Improving Positioning Accuracy Using GPS Pseudorange Measurements for Cooperative Vehicular Localization

Abstract

Accurate positioning is a key factor for enabling innovative applications in intelligent transportation systems. Cutting-edge communication technologies make cooperative localization a promising approach for accurate vehicle positioning. In this paper, we first propose a ranging technique called weighted least squares double difference (WLS-DD), which is used to detect intervehicle distances based on the sharing of GPS pseudorange measurements and a weighted least squares method. It takes the carrier-to-noise ratio (CNR) of raw pseudorange measurements into consideration for mitigating noises so that it can improve the accuracy of the distance detection. We show the superiority of WLS-DD by conducting a series of field experiments.

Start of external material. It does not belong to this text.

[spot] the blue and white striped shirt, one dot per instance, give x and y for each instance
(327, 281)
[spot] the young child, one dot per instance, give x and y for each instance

Based on intervehicle distance detection, we propose a distributed location estimate algorithm (DLEA) to improve the accuracy of vehicle positioning. The implementation of DLEA only relies on inaccurate GPS pseudorange measurements and the obtained intervehicle distances without using any reference points for positioning correction. Moreover, to evaluate the joint effect of WLS-DD and DLEA, we derive a data fitting model based on the observed distance detection bias from field experiments, which generates parameters in a variety of environments for performance evaluation. Finally, we demonstrate the effectiveness of the proposed solutions via a comprehensive simulation study.